If you encounter a failure related to quotas, you can request a service limit increase for SageMaker endpoint instances.
-
Deployment settings – Autopilot can automatically create an endpoint and deploy your model for you.
-
To auto deploy to an automatically generated endpoint, or to provide an endpoint name for custom deployment, set the toggle to Yes under Auto deploy? If you are importing data from Amazon SageMaker Data Wrangler, you have additional options to auto deploy the best model with or without the transforms from Data Wrangler. Note
If your Data Wrangler flow contains multi-row operations such asgroupby
,join
orconcatenate
, you won't be able to auto deploy with these transforms.

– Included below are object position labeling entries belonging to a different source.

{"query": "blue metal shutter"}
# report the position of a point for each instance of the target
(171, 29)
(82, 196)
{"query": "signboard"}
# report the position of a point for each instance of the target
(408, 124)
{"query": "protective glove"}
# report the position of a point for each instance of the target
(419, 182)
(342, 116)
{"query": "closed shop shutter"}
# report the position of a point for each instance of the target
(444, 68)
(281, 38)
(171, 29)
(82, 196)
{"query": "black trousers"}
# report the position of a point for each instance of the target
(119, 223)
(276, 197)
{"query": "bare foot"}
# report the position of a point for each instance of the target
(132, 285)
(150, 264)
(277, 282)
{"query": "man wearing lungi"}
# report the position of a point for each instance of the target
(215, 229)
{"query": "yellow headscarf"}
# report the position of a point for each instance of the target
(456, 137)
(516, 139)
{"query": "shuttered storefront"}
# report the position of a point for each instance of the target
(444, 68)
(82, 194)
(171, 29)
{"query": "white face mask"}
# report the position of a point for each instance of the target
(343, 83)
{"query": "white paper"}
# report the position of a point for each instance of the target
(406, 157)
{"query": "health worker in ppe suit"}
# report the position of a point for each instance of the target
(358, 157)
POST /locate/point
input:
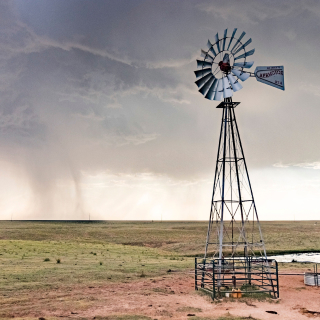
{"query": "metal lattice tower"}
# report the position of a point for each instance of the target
(234, 228)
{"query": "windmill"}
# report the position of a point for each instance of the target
(234, 230)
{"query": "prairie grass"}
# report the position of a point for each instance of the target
(98, 253)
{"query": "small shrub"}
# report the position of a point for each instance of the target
(142, 275)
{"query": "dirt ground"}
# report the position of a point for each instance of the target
(169, 297)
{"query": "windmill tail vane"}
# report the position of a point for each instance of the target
(223, 65)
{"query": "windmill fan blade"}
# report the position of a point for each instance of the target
(224, 39)
(238, 41)
(217, 42)
(207, 85)
(226, 58)
(227, 91)
(203, 80)
(273, 76)
(202, 64)
(202, 73)
(243, 46)
(247, 64)
(211, 91)
(235, 84)
(249, 53)
(206, 55)
(243, 76)
(219, 92)
(232, 37)
(210, 46)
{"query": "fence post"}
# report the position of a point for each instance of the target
(195, 274)
(213, 282)
(203, 271)
(277, 278)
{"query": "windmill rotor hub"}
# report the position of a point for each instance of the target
(224, 66)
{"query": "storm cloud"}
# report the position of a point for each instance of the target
(97, 92)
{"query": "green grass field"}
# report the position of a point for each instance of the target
(42, 256)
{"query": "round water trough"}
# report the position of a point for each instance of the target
(312, 279)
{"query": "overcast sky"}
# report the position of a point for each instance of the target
(100, 115)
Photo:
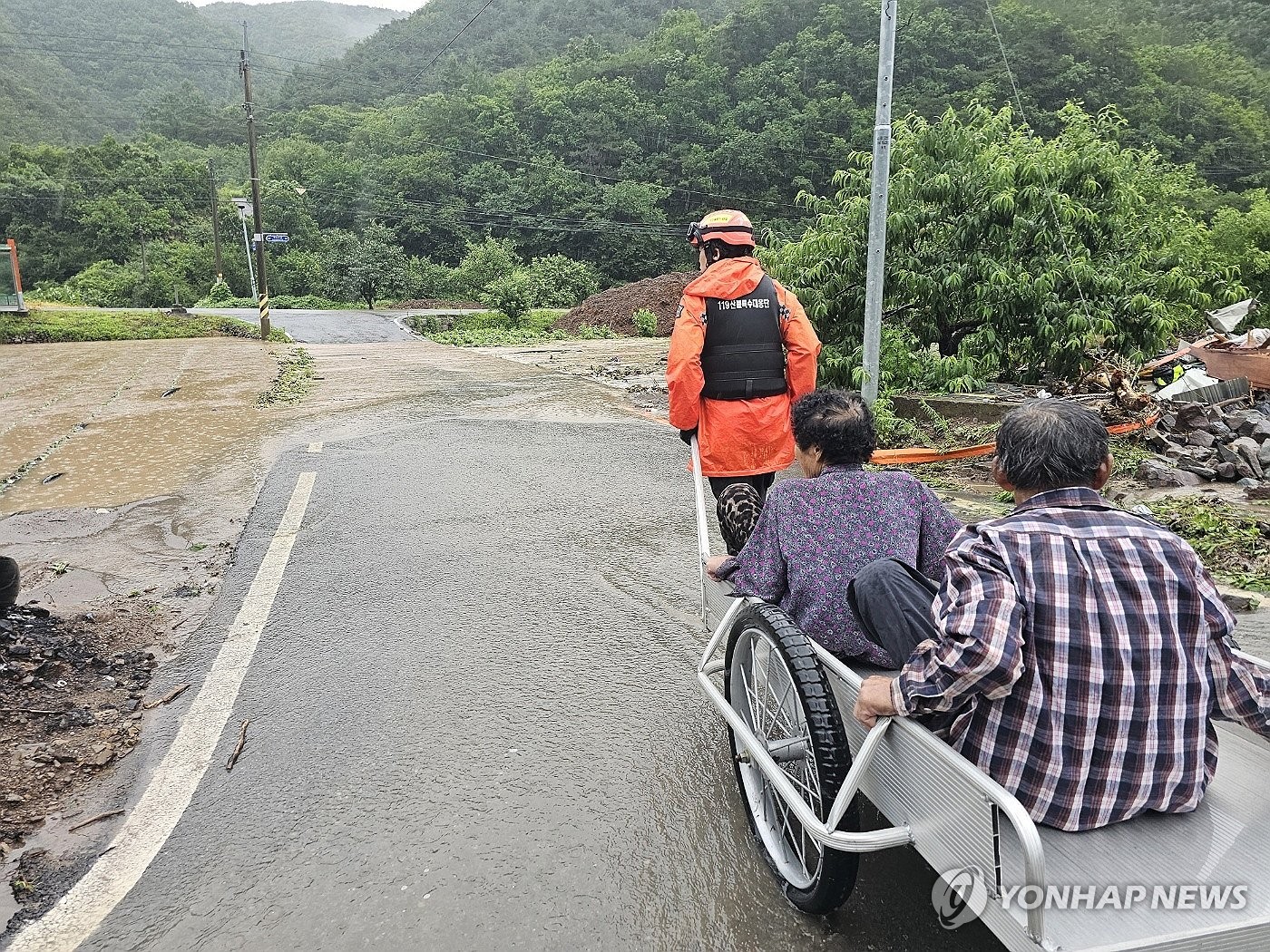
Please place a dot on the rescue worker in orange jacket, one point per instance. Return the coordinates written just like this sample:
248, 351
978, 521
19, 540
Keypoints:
742, 352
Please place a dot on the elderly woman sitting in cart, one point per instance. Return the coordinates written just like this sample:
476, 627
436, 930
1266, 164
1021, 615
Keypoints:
813, 536
1076, 651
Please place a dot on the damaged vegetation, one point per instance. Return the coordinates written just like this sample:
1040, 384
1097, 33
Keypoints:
497, 329
1232, 543
294, 381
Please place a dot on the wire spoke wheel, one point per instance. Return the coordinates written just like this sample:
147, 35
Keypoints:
777, 685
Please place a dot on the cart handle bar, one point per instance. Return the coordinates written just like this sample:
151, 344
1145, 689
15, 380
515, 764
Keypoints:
825, 833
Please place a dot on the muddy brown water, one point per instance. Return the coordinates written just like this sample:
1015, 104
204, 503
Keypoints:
475, 717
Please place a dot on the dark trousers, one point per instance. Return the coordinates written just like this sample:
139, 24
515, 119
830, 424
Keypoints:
892, 600
761, 482
8, 581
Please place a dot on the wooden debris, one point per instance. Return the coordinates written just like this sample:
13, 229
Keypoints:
91, 821
167, 698
229, 764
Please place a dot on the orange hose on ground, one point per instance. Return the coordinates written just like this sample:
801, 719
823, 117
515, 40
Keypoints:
920, 454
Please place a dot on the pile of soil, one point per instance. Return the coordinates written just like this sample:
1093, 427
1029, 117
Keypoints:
70, 704
431, 305
616, 306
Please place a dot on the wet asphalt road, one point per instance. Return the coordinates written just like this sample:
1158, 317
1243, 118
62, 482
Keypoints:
474, 724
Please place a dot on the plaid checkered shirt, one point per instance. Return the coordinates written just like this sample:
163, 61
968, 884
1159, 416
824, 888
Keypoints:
1083, 651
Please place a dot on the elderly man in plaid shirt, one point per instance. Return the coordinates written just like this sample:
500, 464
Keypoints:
1075, 651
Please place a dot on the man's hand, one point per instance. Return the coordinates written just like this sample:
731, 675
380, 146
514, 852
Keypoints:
713, 567
874, 701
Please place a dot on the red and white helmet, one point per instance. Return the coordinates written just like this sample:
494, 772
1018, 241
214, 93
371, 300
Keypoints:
727, 225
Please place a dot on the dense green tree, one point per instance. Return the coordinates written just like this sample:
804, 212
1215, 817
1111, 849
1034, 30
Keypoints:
365, 266
1011, 249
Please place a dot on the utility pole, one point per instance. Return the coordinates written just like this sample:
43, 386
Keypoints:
878, 203
262, 283
216, 224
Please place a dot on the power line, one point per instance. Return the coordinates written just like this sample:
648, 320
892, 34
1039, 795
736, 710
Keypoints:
434, 60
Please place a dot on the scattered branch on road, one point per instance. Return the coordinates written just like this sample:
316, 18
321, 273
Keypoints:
229, 764
91, 821
167, 698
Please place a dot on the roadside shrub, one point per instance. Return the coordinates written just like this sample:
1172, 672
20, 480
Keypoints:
104, 285
483, 266
218, 296
562, 282
512, 295
645, 323
304, 302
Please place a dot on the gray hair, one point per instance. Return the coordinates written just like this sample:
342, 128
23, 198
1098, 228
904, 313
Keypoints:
1050, 444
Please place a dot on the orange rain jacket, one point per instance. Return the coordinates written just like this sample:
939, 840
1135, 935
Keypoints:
737, 437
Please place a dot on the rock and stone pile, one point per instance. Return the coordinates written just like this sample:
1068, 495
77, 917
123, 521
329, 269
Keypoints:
615, 307
1197, 444
69, 706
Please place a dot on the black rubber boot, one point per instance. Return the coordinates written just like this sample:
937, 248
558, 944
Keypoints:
8, 581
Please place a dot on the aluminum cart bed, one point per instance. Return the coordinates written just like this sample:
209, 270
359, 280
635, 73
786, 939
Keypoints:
962, 821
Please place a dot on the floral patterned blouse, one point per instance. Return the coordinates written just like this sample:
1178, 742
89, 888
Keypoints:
815, 535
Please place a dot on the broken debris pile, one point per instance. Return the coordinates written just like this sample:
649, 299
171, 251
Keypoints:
1197, 444
616, 307
65, 708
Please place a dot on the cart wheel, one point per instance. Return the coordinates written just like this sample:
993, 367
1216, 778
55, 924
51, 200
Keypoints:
775, 683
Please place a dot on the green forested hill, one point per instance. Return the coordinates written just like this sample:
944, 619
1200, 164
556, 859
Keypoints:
73, 70
599, 150
1244, 24
304, 29
507, 34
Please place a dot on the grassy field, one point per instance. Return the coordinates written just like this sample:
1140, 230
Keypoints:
494, 329
47, 325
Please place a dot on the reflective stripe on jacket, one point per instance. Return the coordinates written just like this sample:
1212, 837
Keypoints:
737, 437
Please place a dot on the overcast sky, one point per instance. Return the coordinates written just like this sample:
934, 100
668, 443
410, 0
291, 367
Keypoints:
387, 4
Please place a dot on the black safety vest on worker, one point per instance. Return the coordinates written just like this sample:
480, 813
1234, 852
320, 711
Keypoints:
743, 357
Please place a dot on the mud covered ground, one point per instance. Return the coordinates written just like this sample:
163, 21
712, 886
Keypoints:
72, 704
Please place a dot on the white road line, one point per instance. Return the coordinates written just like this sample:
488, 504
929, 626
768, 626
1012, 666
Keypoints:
149, 824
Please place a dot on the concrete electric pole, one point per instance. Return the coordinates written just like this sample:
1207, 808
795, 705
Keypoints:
878, 203
216, 224
262, 283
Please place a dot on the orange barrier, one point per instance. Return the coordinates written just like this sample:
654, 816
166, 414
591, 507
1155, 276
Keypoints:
920, 454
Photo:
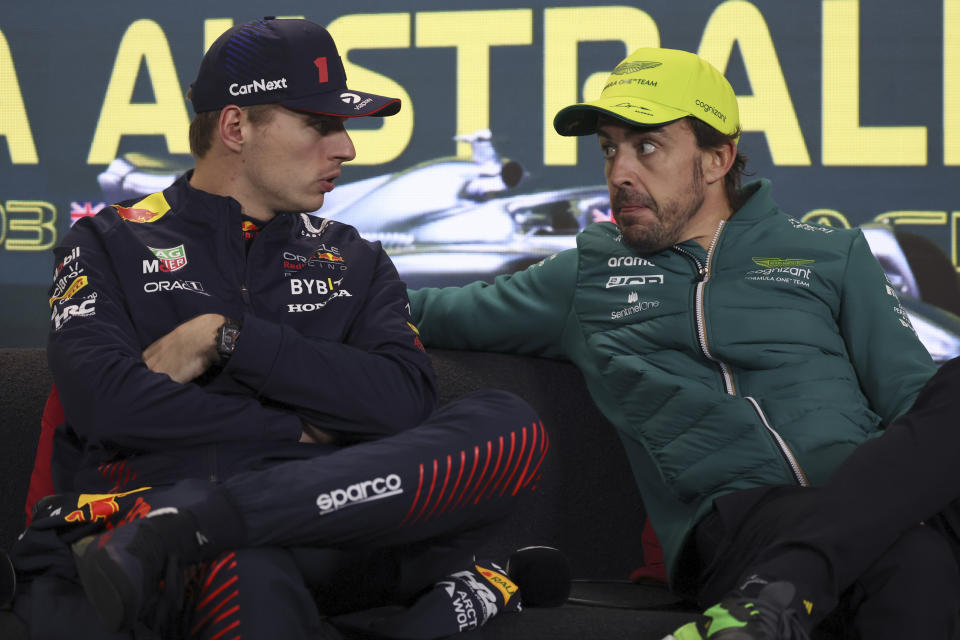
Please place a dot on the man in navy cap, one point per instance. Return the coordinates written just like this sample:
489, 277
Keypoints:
245, 394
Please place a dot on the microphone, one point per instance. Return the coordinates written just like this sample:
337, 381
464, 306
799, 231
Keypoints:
542, 574
8, 581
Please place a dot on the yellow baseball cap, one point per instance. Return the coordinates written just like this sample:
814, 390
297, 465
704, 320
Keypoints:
652, 87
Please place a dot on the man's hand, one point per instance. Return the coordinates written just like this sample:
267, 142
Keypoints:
187, 351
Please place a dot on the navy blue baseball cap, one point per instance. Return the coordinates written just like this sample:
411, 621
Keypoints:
281, 61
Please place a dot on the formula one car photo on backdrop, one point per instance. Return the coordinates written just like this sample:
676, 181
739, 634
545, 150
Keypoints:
451, 221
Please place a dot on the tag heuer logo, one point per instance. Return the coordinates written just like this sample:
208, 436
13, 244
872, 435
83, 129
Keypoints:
775, 263
632, 67
171, 259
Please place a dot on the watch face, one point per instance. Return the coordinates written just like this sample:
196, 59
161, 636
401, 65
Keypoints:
227, 340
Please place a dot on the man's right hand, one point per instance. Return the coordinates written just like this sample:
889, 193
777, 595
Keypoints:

For more information see Automatically Train Models on Your Data Flow. -
Advanced settings (optional) – Autopilot provides additional controls to manually set experimental parameters.
-
Machine learning problem type – Autopilot can automatically select the machine learning problem type. If you prefer to choose it manually, use the Select the machine learning problem type dropdown menu.
-
Auto – Autopilot infers the problem type from the values of the attribute that you want to predict. In some cases, SageMaker is unable to infer accurately. When that happens, you must provide the value for the job to succeed.
-
Binary classification– Binary classification is a type of supervised learning that assigns an individual to one of two predefined and mutually exclusive classes, based on their attributes. For example, medical diagnosis based on results of diagnostic tests that determine if someone has a disease.
-
Regression – Regression estimates the values of a dependent target variable based on one or more variables or attributes that are correlated with it. For example, house prices based on features, such as square footage and number of bathrooms.
-
Multiclass classification – Multiclass classification is a type of supervised learning that assigns an individual to one of several classes based on their attributes. For example, the prediction of the topic most relevant to a text document, such as politics, finance, or philosophy.
-
-
Select Next: Review and create to get a summary of your Autopilot experiment before you create it.
-
-
-
Select Create experiment. Autopilot provides status on the course of the experiment, a list of generated models, and the job profile used to create them.
Note
To avoid incurring unnecessary charges: If you deploy a model that is no longer needed, delete the endpoints and resources that were created during that deployment. Information about pricing instances by Region is available at Amazon SageMaker Pricing.